The boy made a movement with one shoulder, a shrug or perhaps a wince. He wasn’t looking for work, he said. He had enough work.
“What kind of work is it ?” he asked.
It wasn’t much, she said. It was just some painting.
He had enough of that kind of work, the boy said.
“I need someone to look at my bathroom,” Anna said. “I don’t live far. If you called later in the week, you could do the work I need.”
He moved his shoulder again and kept looking out of the window. “Those dogs of mine were company til the grey hare got across them.” Anna, receiving this as “grey hair”, had no idea what he meant. “That spoiled everything. I could talk to them until then.” As she was leaving he turned round and said, “I’ll come and see you though ? I’ll be coming to see you ?”

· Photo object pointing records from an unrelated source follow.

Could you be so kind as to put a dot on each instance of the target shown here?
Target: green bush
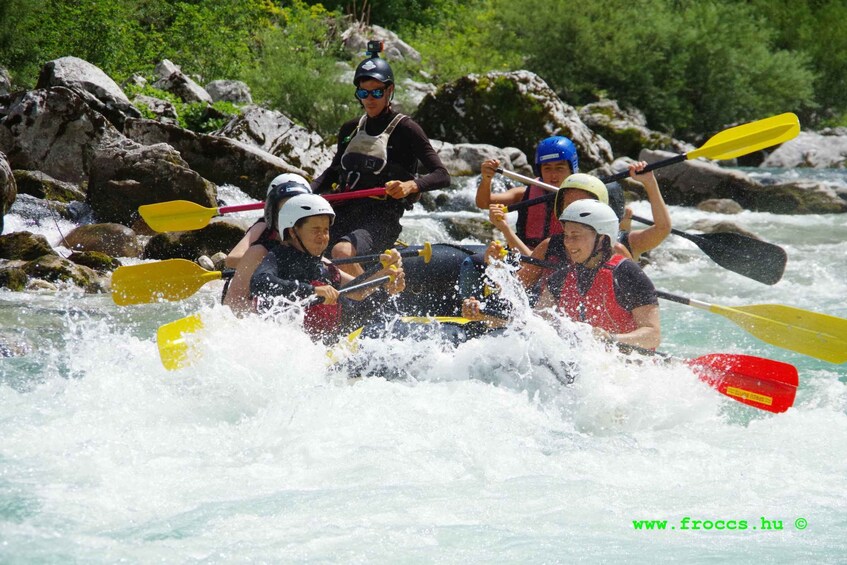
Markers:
(296, 70)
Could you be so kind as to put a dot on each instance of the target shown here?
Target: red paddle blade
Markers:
(755, 381)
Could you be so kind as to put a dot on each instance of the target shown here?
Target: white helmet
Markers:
(303, 206)
(593, 214)
(285, 185)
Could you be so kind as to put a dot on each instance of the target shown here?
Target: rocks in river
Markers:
(219, 159)
(173, 80)
(113, 239)
(24, 246)
(626, 130)
(8, 188)
(811, 149)
(13, 278)
(55, 131)
(42, 185)
(234, 91)
(464, 159)
(275, 133)
(99, 262)
(690, 182)
(217, 236)
(55, 269)
(711, 226)
(720, 206)
(122, 179)
(508, 109)
(98, 90)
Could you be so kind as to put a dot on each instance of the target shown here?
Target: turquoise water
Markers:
(260, 453)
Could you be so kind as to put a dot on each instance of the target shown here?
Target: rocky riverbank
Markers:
(79, 146)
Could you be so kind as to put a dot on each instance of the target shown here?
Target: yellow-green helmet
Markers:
(589, 184)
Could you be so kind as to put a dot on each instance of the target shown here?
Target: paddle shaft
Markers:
(353, 288)
(371, 258)
(336, 197)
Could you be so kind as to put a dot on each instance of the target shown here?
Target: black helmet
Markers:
(374, 68)
(285, 185)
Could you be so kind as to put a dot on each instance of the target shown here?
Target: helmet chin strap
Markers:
(300, 241)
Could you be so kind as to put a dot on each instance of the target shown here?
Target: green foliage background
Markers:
(693, 66)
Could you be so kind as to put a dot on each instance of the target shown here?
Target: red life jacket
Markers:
(598, 306)
(537, 223)
(322, 319)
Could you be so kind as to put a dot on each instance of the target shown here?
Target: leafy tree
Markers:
(296, 69)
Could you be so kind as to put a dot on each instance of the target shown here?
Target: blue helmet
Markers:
(556, 148)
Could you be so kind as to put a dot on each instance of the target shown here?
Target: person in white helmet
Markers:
(251, 250)
(594, 284)
(296, 269)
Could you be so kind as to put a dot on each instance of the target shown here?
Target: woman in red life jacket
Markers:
(248, 254)
(295, 269)
(594, 284)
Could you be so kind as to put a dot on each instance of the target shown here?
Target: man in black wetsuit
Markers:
(382, 148)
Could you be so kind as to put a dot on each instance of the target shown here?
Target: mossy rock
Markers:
(24, 245)
(462, 228)
(53, 268)
(217, 236)
(13, 278)
(40, 185)
(100, 262)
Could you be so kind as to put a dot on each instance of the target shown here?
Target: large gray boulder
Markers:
(691, 182)
(42, 185)
(5, 82)
(465, 159)
(94, 86)
(115, 240)
(515, 109)
(626, 130)
(275, 133)
(55, 131)
(124, 178)
(219, 159)
(173, 80)
(234, 91)
(8, 188)
(810, 149)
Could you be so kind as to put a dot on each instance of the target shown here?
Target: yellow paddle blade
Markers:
(176, 215)
(174, 279)
(747, 138)
(817, 335)
(174, 352)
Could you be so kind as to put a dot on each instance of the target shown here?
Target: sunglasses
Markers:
(377, 93)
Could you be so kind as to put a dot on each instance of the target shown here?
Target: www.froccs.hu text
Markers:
(689, 523)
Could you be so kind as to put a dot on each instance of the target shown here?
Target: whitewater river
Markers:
(260, 453)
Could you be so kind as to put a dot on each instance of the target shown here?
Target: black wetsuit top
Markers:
(407, 145)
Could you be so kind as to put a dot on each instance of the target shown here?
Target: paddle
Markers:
(817, 335)
(173, 279)
(175, 353)
(754, 381)
(753, 258)
(182, 215)
(177, 279)
(728, 144)
(426, 253)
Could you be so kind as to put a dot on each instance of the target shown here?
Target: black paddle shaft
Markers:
(753, 258)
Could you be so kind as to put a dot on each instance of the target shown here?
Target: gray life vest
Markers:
(366, 156)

Anna touched his arm and smiled.
“Put your clothes on,” she said. “It’s cold in here.”
The lane outside had filled with mist, yet if you looked directly upward you could see the stars. Anna turned towards Wyndlesham, walking as briskly as she could. Once or twice she raised her arms in the air, or smiled for no reason. She wondered what had really happened to the dogs. Those lovely, lovely animals. Perhaps he’d sold them. Perhaps he’d just grown tired of them. I can’t imagine what Marnie will make of him, she thought: although it’s none of her business. She looked for her phone, couldn’t find it; stopped suddenly, brought both hands to her mouth and laughed. I can’t believe myself, she thought. When she looked back, the bothy seemed to hang without support in the gathering dusk. Everything it represented was history. Since the banking meltdown of 2007, the stable-block itself–built by John Ampney in the late 18th Century from locally-sourced brick and pantile and not then intended to house the hunt–had tracked closely the declining economic curve: redevelopment, first as prestige office space, then as a paintball “shoot house”; a decade of squatting and abandonment; finally, annexation by the local authority as Kent and Sussex struggled to contain thousands of Chinese economic refugees washing up in the old Cinque Ports; after which it had been allowed to fall down.